Judge Scott H. Yun held in an unpublished opinion that the petition preparer should have been given a chance to confront the debtor about accusations that he had improperly given the debtor legal advice.
A “bankruptcy petition preparer” is defined in the Bankruptcy Code as a non-attorney “who prepares for compensation a document for filing.” Hudena James helped prepare a Chapter 7 bankruptcy petition for debtor Edward Guidry. After Guidry had some problems concerning a property where his estranged wife was living, he tried to convert the bankruptcy case to a Chapter 13 to stop the property from being sold, but the conversion fell through.
Guidry later told the court that he'd been “ill-advised” by James to attempt the conversion. The bankruptcy court ordered James to explain why he offered legal advice to the debtor in violation of the Bankruptcy Code via an order to show cause.
James denied that offered the debtor legal advice, claiming that the debtor was just upset and blamed James for the issues with the property. But in a written response to the court, James said he helped the debtor prepare the motion to convert the case. James later claimed this was just a typo by his wife, and that he had only helped prepare the Chapter 7 petition.
The bankruptcy court wasn't convinced, and found that James did in fact help prepare the conversion motion. It further found that he violated the Bankruptcy Code by not listing his name, address, and Social Security number on the motion. The court ordered him to disgorge his $200 fee and fined him $500.
The district court first noted that the bankruptcy court's order to show cause only discussed the Bankruptcy Code provision that prohibits a bankruptcy petition preparer from offering legal advice. But the bankruptcy court actually found that James had violated a separate provision by not identifying himself as someone that assisted on the conversion motion.
The district court said this “total change in the basis for his alleged misconduct” was a violation of James's due process rights. The fact that James wasn't given a chance to cross-examine the debtor about his claims that James advised him to convert his case was also a due process violation, the court found.
The court also pointed out that there was no evidence that James took more money from the debtor other than the $200 he was paid for preparing the petition. Therefore, the court said, even he did help with the conversion motion, he wasn't a petition preparer under the code if he didn't charge money for that service, and thus not subject to sanctions.

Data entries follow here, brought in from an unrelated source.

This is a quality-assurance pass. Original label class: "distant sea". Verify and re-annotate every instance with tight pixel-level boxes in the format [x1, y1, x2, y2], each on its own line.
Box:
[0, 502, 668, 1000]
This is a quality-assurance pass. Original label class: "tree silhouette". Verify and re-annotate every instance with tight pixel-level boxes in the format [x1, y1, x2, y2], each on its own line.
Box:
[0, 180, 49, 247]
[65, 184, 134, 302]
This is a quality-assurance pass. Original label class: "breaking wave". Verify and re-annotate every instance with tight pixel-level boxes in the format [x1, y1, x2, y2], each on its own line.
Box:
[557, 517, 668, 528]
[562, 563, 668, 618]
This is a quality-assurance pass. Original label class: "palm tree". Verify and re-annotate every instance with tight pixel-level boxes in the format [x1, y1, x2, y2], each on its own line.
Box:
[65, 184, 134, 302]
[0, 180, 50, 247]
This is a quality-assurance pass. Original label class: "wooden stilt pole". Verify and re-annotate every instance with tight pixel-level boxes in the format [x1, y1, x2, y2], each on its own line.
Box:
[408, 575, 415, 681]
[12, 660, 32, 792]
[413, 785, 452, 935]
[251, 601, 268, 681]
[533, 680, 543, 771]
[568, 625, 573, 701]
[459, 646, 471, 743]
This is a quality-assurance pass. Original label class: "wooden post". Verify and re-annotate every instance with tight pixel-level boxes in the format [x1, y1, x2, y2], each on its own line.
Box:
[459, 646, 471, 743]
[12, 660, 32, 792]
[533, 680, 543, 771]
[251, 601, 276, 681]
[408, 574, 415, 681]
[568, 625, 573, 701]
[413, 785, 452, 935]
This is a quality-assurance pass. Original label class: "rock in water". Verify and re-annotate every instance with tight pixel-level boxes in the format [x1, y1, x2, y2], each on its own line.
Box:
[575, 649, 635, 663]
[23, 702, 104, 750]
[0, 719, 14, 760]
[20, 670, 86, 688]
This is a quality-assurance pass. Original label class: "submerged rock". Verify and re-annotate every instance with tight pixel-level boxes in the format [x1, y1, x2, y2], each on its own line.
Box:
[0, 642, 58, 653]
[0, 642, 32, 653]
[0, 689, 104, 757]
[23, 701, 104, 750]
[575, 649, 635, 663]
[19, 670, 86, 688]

Also, the debtor's statements about James weren't made under oath, and therefore they weren't formal evidence. The court found the same to be true regarding James's statements to the court.
Finally, the bankruptcy court also relied on the fact that James signed the proof of service for the conversion motion as evidence that he helped prepare the conversion motion.
“It is not beyond the realm of possibility that Mr. James served the conversion motion but was not involved in preparing the motion itself,” the court said. The court said this confusion over James's involvement “underscored” the need for an evidentiary hearing in this case, which the bankruptcy court neglected to hold. The bankruptcy court's order was therefore reversed.